Latest Market Volatility Affects Stocks

By Horizon Investments

Prices on U.S. goods and services have generally been rising at roughly the pace investors expected, according to the latest inflation data released last week. For example:

CPI (which measures consumer inflation) rose by 2.3% during the 12 months through September—just slightly lower than anticipated.

Core CPI, which excludes the often-volatile food and energy sectors, was up 2.2% year-over-year—in line with estimates.

Additionally, the PPI (which measures the wholesale costs of goods and services) was up 2.6% over the past 12 months, as expected.

The one outlier: The cost of goods imported into the U.S. rose much more than expected.

In Europe, German industrial production disappointed—but the same indicator in the UK exceeded expectations, helping the continent as a whole beat estimates. Other UK data—such as GDP growth and manufacturing production—fell short of forecasts, however. In Asia, a mixed bag: Chinese import growth was weaker than expected, while Japan’s PPI was higher than predicted. Meanwhile, Australian business confidence topped estimates while the country’s home loan growth disappointed.
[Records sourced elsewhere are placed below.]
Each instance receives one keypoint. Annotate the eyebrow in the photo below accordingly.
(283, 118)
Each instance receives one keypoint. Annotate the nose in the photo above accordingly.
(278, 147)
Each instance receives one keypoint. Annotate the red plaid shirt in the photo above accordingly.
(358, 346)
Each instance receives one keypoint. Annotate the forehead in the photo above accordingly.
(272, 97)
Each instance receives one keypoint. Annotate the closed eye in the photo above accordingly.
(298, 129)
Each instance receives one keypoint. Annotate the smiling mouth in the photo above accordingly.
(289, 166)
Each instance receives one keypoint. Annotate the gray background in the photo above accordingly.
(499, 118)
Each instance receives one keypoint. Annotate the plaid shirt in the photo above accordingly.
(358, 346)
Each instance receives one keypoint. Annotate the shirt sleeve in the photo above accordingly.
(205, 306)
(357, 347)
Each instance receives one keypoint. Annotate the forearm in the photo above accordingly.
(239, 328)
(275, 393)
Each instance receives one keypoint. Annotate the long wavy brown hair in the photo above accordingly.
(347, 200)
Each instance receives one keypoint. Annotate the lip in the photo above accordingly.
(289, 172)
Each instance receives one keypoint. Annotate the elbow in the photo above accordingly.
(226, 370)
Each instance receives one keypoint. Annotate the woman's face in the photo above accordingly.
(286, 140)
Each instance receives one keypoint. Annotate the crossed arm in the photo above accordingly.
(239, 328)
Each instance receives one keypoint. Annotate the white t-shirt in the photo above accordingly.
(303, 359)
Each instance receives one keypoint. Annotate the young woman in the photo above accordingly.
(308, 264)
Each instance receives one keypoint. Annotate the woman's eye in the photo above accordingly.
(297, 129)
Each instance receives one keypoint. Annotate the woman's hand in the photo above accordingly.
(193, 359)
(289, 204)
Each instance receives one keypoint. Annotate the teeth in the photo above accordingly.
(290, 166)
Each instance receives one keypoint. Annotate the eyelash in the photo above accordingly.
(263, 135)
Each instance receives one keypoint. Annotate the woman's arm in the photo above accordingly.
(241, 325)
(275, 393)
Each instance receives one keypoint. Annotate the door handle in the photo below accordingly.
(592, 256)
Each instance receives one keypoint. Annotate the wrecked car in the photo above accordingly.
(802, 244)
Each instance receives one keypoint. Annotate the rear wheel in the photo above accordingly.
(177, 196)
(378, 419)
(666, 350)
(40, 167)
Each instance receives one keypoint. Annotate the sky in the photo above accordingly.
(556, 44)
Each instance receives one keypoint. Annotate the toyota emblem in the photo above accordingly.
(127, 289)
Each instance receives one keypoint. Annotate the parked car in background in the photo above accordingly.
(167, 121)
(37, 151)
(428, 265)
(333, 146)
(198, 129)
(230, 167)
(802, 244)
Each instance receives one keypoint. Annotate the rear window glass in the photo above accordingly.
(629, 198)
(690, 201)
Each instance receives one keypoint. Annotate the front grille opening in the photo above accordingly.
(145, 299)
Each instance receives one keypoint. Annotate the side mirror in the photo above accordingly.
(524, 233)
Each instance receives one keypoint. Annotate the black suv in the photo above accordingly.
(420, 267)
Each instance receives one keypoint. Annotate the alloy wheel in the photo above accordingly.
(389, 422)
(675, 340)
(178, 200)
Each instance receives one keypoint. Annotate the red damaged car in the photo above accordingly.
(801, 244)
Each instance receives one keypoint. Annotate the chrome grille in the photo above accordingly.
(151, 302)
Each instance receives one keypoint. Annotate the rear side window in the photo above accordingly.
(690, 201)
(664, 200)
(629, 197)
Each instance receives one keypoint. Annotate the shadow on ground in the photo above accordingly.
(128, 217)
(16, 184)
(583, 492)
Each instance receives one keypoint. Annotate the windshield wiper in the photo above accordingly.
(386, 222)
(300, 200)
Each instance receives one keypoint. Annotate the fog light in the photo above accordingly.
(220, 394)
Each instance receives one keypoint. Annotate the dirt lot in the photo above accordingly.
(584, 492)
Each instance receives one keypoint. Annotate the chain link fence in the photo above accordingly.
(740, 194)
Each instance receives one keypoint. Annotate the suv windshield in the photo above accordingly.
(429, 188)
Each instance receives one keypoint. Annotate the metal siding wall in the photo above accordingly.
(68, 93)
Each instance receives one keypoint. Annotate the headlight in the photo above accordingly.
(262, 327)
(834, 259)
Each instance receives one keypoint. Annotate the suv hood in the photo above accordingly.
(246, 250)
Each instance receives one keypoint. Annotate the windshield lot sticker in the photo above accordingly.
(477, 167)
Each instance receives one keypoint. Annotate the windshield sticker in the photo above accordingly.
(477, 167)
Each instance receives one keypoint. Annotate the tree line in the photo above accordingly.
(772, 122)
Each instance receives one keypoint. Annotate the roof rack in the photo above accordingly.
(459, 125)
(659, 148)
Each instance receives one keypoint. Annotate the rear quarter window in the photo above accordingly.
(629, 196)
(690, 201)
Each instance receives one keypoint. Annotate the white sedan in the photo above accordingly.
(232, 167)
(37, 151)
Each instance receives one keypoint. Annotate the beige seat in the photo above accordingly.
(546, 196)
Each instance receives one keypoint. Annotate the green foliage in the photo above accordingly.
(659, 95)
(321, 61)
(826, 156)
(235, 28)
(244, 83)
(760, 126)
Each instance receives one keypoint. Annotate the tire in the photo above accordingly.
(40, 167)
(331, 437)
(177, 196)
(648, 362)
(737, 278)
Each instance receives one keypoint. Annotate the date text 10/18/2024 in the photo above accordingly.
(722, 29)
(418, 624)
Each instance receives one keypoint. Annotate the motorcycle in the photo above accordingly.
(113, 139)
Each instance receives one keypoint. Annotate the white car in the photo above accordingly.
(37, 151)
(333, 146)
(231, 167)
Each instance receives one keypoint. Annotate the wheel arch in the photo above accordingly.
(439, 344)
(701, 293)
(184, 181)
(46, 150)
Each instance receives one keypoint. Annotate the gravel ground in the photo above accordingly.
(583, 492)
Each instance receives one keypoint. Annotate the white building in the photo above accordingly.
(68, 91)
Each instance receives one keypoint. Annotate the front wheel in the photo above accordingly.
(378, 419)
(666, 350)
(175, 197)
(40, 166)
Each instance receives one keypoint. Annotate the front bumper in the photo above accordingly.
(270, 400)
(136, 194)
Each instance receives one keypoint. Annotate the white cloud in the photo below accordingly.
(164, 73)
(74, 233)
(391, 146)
Global equity markets saw significant losses and volatility last week, fueled largely by the previous week’s sharp rise in U.S. interest rates that prompted investors to reassess their outlook for the economy and the equity markets. In the U.S., market indices suffered their worst weekly returns since March. Defensive sectors such as utilities and consumer staples fared best, while cyclical sectors such as materials and industrials were the weakest performers.

Related: Unemployment Rate Hits 48-Year-Low to Start Q4

European equity markets also tumbled, as concerns about Italy’s budget continued and after Germany cut its growth expectations. Japanese stocks also suffered in the wake of U.S. market losses and as more investors began to fear the negative effects that a trade war could potentially have on corporate earnings.